To actually build the model, you may use the common programmatic approach. Here you build the model using your preferred data science language like Python, R, or MATLAB and then store the model in a binary format for deployment. More recently many AI workbenches have come into the limelight that allow data scientists to build models by writing minimal or no code. We saw Google Colaboratory, which helps us run Python code without installing any software and on Cloud CPU and GPUs. With AI workbenches like H2O and DataRobot, even the model development can be automated. H2O.ai provides a web interface, as shown in Figure 9.3, which allows for uploading data from CSV files and databases and helps us build Machine Learning models through configuration alone.

Screenshot of the H2O Artificial Intelligence workbench that allows codeless model development. — **Figure 9.3**: The H2O AI workbench allows codeless model development

Step 4: Validate the Model, Tune the Hyper‐Parameters

After you build a model, it needs to be trained and validated against your datasets. It is very rare that you would get good precision numbers on training and validation datasets on the first attempt. You will most likely have to tune many knobs to improve these numbers. After the obvious initial decisions are made, like what ML technique to use or what deep architecture to adopt, most of the data science effort goes in tuning these hyper‐parameters. By changing values of hyper‐parameters like the number of layers, the neurons in a layer, the learning rate, the activation function types, etc., you can understand how to improve the precision of your model. Although most of these decisions will depend on your domain and the dataset, there are certain rules of thumb that expert data scientists use after years of practice. AI workbenches like H2O try to capture these best practices and help users modify the values accordingly.

More recently, a new technique is becoming very popular for tuning model hyper‐parameters—it is called AutoML. AutoML is still evolving but it essentially provides an automated way of building and training your models. The idea is that to a given dataset under study, many different shallow and Deep Learning models are applied simultaneously. Each is applied with many hyper‐parameters often decided by best practices followed by data scientists. Using these combinations in parallel, the best combination of model and hyper‐parameters is identified for that particular problem.

Google has been aggressively marketing AutoML as its technique where neural networks build new neural networks. The H2O workbench we saw earlier also has support for AutoML. When we run AutoML in H2O for a given problem—with training and validation data—it tries several model and parameter combinations in parallel.
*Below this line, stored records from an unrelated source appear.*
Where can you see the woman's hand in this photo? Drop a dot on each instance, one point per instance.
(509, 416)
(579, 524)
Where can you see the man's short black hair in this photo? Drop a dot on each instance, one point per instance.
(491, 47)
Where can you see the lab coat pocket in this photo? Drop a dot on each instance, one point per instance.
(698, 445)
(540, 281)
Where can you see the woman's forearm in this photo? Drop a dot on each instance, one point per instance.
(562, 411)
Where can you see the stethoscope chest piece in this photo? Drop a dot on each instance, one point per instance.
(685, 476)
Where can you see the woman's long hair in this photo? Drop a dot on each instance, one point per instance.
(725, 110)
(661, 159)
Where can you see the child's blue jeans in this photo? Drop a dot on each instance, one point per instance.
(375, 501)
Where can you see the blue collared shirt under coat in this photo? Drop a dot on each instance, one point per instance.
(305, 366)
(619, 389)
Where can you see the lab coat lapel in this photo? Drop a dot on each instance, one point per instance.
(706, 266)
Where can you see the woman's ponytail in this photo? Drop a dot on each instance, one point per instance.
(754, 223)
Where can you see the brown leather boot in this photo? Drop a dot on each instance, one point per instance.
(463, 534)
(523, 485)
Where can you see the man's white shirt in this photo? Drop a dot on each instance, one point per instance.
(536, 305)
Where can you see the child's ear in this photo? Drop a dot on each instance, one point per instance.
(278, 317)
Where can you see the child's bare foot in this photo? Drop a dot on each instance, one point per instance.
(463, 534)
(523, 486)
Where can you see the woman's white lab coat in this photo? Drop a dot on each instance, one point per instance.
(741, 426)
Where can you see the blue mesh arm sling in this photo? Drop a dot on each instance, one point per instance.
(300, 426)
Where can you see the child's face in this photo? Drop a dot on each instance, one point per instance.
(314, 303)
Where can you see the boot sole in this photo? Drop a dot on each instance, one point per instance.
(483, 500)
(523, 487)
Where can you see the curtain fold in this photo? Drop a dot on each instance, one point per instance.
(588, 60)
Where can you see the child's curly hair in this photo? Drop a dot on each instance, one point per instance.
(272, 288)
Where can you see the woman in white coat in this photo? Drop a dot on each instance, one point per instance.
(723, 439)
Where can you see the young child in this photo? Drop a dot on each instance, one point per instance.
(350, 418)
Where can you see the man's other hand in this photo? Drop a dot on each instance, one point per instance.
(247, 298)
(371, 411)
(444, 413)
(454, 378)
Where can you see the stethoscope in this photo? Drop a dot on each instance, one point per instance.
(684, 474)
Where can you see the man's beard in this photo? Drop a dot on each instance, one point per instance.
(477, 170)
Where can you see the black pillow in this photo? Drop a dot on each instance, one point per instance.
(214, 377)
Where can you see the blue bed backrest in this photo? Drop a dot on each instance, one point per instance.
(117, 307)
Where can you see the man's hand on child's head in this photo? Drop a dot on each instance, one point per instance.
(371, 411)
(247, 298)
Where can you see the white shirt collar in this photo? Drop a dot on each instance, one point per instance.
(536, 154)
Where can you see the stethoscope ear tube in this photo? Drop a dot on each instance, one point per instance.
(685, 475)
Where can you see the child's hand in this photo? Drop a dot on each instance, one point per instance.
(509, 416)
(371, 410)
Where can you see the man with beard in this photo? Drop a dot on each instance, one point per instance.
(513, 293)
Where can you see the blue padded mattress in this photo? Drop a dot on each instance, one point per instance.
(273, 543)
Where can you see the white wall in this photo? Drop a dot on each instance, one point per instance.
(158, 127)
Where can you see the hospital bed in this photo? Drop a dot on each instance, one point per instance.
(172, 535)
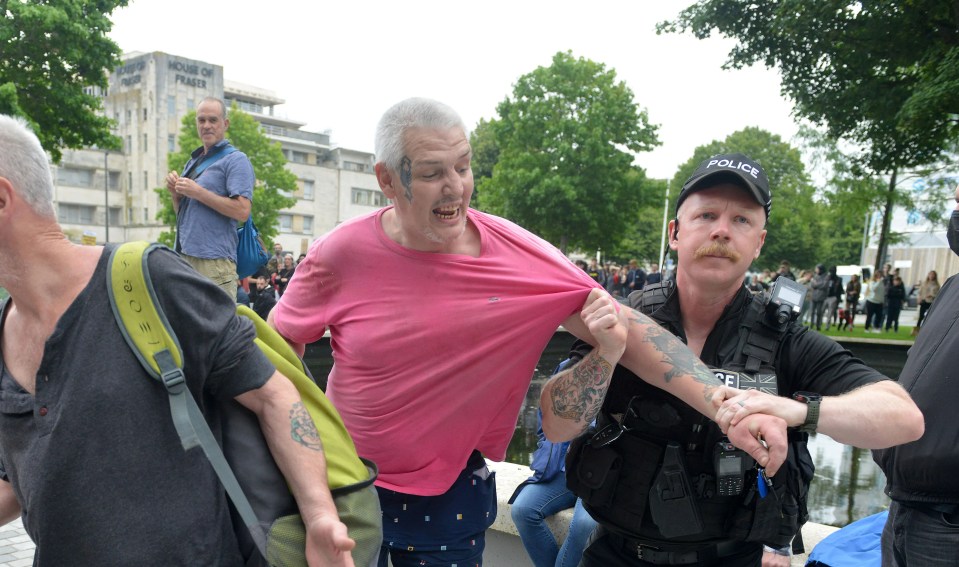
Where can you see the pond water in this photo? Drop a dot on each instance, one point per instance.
(848, 485)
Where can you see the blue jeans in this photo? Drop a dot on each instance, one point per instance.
(914, 538)
(533, 505)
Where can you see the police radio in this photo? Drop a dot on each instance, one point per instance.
(785, 300)
(730, 465)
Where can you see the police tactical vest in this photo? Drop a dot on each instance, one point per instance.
(657, 481)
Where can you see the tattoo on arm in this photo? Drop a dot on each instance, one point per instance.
(674, 353)
(406, 177)
(302, 428)
(579, 393)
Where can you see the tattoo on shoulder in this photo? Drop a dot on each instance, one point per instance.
(302, 428)
(680, 359)
(578, 395)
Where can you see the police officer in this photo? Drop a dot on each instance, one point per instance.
(664, 484)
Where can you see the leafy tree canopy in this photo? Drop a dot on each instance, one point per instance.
(565, 143)
(883, 75)
(53, 51)
(791, 228)
(273, 180)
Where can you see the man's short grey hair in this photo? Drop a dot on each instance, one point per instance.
(25, 164)
(407, 114)
(216, 100)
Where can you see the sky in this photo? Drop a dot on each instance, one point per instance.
(340, 65)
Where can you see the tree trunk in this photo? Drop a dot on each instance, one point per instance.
(886, 221)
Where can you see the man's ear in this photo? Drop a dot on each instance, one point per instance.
(6, 192)
(385, 178)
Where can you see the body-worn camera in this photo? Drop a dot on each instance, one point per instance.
(730, 464)
(785, 300)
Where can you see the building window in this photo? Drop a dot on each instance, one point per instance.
(75, 214)
(286, 223)
(368, 197)
(355, 166)
(75, 177)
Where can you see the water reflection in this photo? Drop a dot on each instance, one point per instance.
(848, 485)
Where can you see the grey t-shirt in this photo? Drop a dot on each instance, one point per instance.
(93, 457)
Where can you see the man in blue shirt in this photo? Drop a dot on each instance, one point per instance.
(210, 199)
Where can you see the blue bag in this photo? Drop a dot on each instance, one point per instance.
(250, 251)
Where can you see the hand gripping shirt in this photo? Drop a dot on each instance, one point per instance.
(433, 353)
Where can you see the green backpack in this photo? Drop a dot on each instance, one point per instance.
(273, 532)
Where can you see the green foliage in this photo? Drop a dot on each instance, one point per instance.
(52, 51)
(565, 143)
(273, 180)
(792, 229)
(882, 75)
(485, 155)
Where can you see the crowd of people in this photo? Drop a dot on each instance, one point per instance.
(685, 401)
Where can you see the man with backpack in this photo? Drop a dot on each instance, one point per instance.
(89, 455)
(213, 193)
(665, 485)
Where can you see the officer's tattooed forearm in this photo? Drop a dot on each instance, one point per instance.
(578, 393)
(302, 428)
(674, 353)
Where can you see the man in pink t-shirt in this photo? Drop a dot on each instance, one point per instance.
(438, 315)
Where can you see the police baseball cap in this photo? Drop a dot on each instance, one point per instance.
(729, 168)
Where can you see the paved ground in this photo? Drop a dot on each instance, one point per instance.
(16, 549)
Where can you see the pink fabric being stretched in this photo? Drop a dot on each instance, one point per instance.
(433, 353)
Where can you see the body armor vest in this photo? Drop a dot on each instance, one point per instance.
(657, 479)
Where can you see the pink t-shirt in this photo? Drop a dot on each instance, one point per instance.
(433, 353)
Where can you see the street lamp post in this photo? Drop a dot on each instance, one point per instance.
(106, 195)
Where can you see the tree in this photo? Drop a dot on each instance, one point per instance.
(273, 180)
(565, 139)
(53, 53)
(883, 76)
(793, 232)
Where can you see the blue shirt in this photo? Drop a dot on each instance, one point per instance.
(201, 231)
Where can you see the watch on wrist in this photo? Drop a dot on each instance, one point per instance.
(812, 410)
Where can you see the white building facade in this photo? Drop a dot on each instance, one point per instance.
(110, 195)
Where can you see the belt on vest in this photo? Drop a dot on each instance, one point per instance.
(659, 556)
(934, 508)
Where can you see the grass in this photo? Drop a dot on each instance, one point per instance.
(859, 332)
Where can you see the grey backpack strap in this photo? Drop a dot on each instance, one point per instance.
(129, 284)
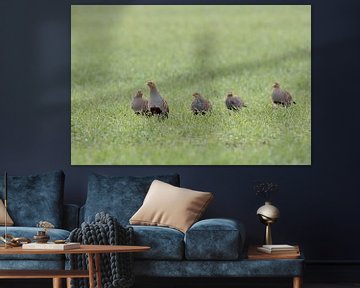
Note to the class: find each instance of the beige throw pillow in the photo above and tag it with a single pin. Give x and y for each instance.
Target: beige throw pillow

It then shows a leaderboard with results showing the top models and their rankings, as shown in Figure 9.4.

Screenshot of the H2O Artificial Intelligence example of an AutoML leaderboard, with the models sorted in the order of median_residual_deviance. — **Figure 9.4**: H2O AI example of an AutoML leaderboard

Step 5: Deploy to Production

After your model is trained and validated with acceptable precision numbers, you can deploy it to production. As we saw in the previous chapter, this could be done as a web application with data being fed to the model collected from a user interface. The thing to keep in mind here is that any preprocessing done to the data during training should also be done now during inference. For example, for image data we divide by 255, so that we can normalize the values between 0 and 1. The same thing has to be done in the web application before feeding to the model. The result from the model must then be evaluated.

Some environments like MATLAB and R have a way for the model to be packaged as an executable and deployed on a system. More recently, Cloud‐based model deployment is getting a lot of attention. One example is the Amazon Web Services SageMaker. AWS SageMaker gives developers a Jupyter Notebook to build their model. Data can be pulled from the web or from AWS S3 (Simple Storage Service), which can store any type of file. After training and validation using code, the model can be automatically deployed in the Cloud and scaled to run on multiple machines.

In our earlier example, we packaged the model as a microservice in a Docker container and deployed it on a Kubernetes cluster. The scaling, fail‐over, and load balancing is taken care of by Kubernetes. However, you have to write the application code to wrap the model file. Also, the inputs entered by the users must be formatted and fed to the model, which is invoked from the code. There is an open source solution developed by Google called TensorFlow‐Serving that allows for automated packaging of your model files into microservices and deployment. This can now be called with a REST API using HTTP calls. TensorFlow‐Serving also supports Google's high‐performance Remote Procedure Calls (RPC) protocol called gRPC. We will talk about this more in the next chapter.

Feedback and Model Updates

Keep in mind that deploying the model in production is not the end of the story. A constant feedback mechanism needs to be in place to see how well the model is performing with real data. Many times, the model fails to get accurate numbers with real field data, due to several reasons. The model may need to be recalibrated and fine‐tuned with new data and redeployed. The part of the ML lifecycle from building the model to deployment in production may involve several iterations. This iterative nature should be accounted for in the ML platform and we should have automated tools that can monitor performance, rebuild the model, retrain it, and deploy a new version to production.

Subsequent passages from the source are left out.